The most recent file can be found at https://isc.sans.edu/feeds/daily_sources
The file is quite large (50-100 MBytes). Please download it only once a day. For this exercise, we will start with
curl https://isc.sans.edu/feeds/daily_sources > /tmp/sources.txt
Let's answer a simple question: What are the top 10 /24 networks, based on the number of IP addresses listed in the file:
First we need to remove comments:
grep -v '^#' /tmp/sources.txt
Next, we "cut" the first column, the source IPs.
grep -v '^#' /tmp/sources.txt | cut -f1
We need to count the number of distinct IPs. So we remove duplicates.
grep -v '^#' /tmp/sources.txt | cut -f1 | sort -u
But we are only interested in /24s. So we run another "cut" to only keep the first 3 octets.
grep -v '^#' /tmp/sources.txt | cut -f1 | sort -u | cut -f1-3 -d'.'
Finally, we sort, count unique network addresses and sort to see the most frequent /24s at the end.

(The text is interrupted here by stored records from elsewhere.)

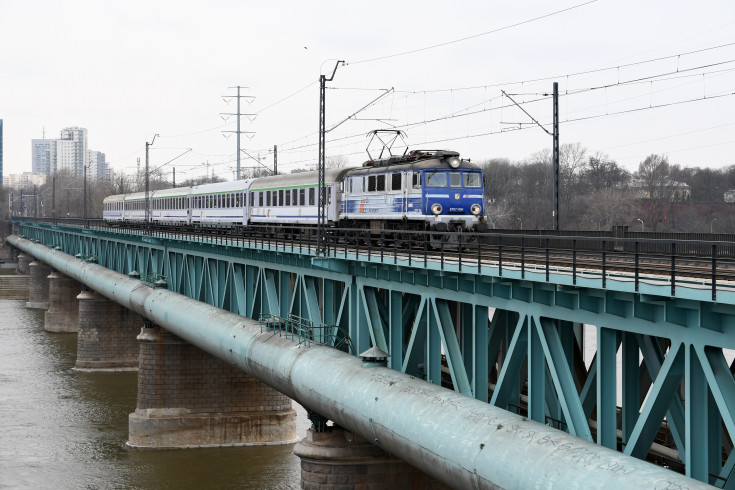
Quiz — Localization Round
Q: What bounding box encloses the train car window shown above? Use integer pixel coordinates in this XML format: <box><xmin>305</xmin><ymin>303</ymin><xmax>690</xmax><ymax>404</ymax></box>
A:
<box><xmin>391</xmin><ymin>173</ymin><xmax>401</xmax><ymax>191</ymax></box>
<box><xmin>377</xmin><ymin>174</ymin><xmax>385</xmax><ymax>192</ymax></box>
<box><xmin>309</xmin><ymin>188</ymin><xmax>315</xmax><ymax>205</ymax></box>
<box><xmin>464</xmin><ymin>172</ymin><xmax>482</xmax><ymax>187</ymax></box>
<box><xmin>278</xmin><ymin>190</ymin><xmax>283</xmax><ymax>206</ymax></box>
<box><xmin>449</xmin><ymin>173</ymin><xmax>462</xmax><ymax>187</ymax></box>
<box><xmin>299</xmin><ymin>189</ymin><xmax>305</xmax><ymax>206</ymax></box>
<box><xmin>258</xmin><ymin>192</ymin><xmax>263</xmax><ymax>207</ymax></box>
<box><xmin>266</xmin><ymin>191</ymin><xmax>270</xmax><ymax>207</ymax></box>
<box><xmin>249</xmin><ymin>193</ymin><xmax>254</xmax><ymax>207</ymax></box>
<box><xmin>368</xmin><ymin>175</ymin><xmax>376</xmax><ymax>192</ymax></box>
<box><xmin>285</xmin><ymin>189</ymin><xmax>290</xmax><ymax>206</ymax></box>
<box><xmin>426</xmin><ymin>172</ymin><xmax>447</xmax><ymax>187</ymax></box>
<box><xmin>292</xmin><ymin>189</ymin><xmax>297</xmax><ymax>205</ymax></box>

grep -v '^#' /tmp/sources.txt | cut -f1 | sort -u | cut -f1-3 -d'.' | sort | uniq -c | sort -n
When I ran the command a couple days ago, I got this result for the top 10 (your result may be different):
126 063.088.023 132 042.115.009 136 205.251.193 139 045.083.066 148 045.083.065 148 045.083.067 149 045.083.064 165 103.131.071 185 071.006.233 212 192.035.168
In this example, 45.83/16 was interesting as it showed up 4 times. A whois look reveals that 22.214.171.124 - 126.96.36.199 is owned by yet another Internet Security Research project (Alpha Strike Labs) that is not yet fully listed in our feed but will be by the end of the week :).
Use the "Daily Sources" (see above) and the APIs "Miner" feed to find any IPs in the daily sources that are also in the miner feed. Let your command line Kung-Fu shine for this one!
Please try to hit the API only once and save the output to a file.
To remove the extra "0"s from the source IPs in the "daily sources" feed, use this sed command:
sed -E 's/^0+//' < /tmp/sources.txt | sed -E 's/\.0+/./g'
The API function you are looking for is
Probably the easiest way to get a list of IPs is
curl 'https://dshield.org/api/threatlist/miner?json' | jq '..ipv4' | tr -d '"' > /tmp/miners
Make sure the miner feed, as well as the daily sources only contain unique IPs:
sort -u /tmp/miners > /tmp/miners_uniq sort -u /tmp/sources.txt > /tmp/sources_uniq
Combine the two feeds, and check which IP addresses show up only once:
cat /tmp/miners_uniq /tmp/sources_uniq | sort | uniq -c | grep '^2'
You will likely get no duplicates. Mining pools are "passive" in that they will only accept connections. These IPs should not show up in our firewall log feed.